Saving Sea Creatures On The California Coast: The Marine Mammal Center
At the foot of the Marin Headlands, overlooking Rodeo Beach lies the largest marine mammal hospital in the world. A care center that houses, cures, and rehabilitates the sea otters, seals, and sea lions (among many other species) that are in trouble, hurt or sick, from up and down our California coastline.
From San Luis Obispo to Mendocino, if a seal pup is in trouble, people call the Marine Mammal Center in Sausalito, and the center’s small army of marine biologists, veterinarians, volunteers, rescue divers, doctors, emergency technicians and more, are at the ready to help preserve and protect California’s warm-blooded marine life.

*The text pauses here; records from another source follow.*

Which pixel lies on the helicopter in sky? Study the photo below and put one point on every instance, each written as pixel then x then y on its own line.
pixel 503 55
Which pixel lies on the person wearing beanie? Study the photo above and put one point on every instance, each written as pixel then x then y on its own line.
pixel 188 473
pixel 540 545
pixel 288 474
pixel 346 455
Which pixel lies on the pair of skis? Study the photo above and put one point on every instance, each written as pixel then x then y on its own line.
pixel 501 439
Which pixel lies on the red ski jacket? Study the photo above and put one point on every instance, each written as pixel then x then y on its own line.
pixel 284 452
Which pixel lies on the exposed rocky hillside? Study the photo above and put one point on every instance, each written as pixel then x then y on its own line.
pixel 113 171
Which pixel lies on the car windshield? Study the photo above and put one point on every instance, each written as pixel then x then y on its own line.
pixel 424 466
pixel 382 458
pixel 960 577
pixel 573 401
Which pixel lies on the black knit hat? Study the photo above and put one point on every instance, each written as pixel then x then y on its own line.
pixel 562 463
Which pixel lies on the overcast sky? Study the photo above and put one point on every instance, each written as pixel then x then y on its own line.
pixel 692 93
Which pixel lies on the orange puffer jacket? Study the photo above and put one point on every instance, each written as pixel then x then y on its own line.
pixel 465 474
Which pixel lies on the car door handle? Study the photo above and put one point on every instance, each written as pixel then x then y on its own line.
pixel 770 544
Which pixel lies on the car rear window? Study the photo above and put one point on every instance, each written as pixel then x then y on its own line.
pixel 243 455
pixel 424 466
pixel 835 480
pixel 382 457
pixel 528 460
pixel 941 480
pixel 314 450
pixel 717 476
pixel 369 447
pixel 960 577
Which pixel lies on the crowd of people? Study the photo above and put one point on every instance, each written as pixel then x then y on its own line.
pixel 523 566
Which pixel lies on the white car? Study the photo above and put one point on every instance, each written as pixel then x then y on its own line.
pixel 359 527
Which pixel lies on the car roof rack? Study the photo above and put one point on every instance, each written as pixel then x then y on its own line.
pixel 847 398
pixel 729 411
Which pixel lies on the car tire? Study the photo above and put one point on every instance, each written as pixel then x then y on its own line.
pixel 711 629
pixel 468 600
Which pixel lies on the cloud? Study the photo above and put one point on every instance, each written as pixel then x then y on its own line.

We had the pleasure of touring their newly renovated facilities this week, with Community Engagement Manager Laura Gill. We got to see brilliant biologists and veterinarians in their natural habitat, mainly studying and rehabilitating the Pacific Ocean’s cutest creatures.
From the center’s halls, tours can observe veterinarians through glass panels, while they treat Southern See Otters or feed Northern Fur Seals, and since it’s a fully functioning hospital, there are also operations and autopsies being performed too.
Visitors can usually catch the “lunch rush” between 11am and 12pm Friday to Monday when the animals are fed with fish flying into pools:
And if you’re an aspiring marine lab technician or just a necropsies fan, Fridays and Mondays are good days to sea lab work and animal autopsies in action. If you’re into incredibly cute seal pups, then the Spring/Summer time is when you want to visit.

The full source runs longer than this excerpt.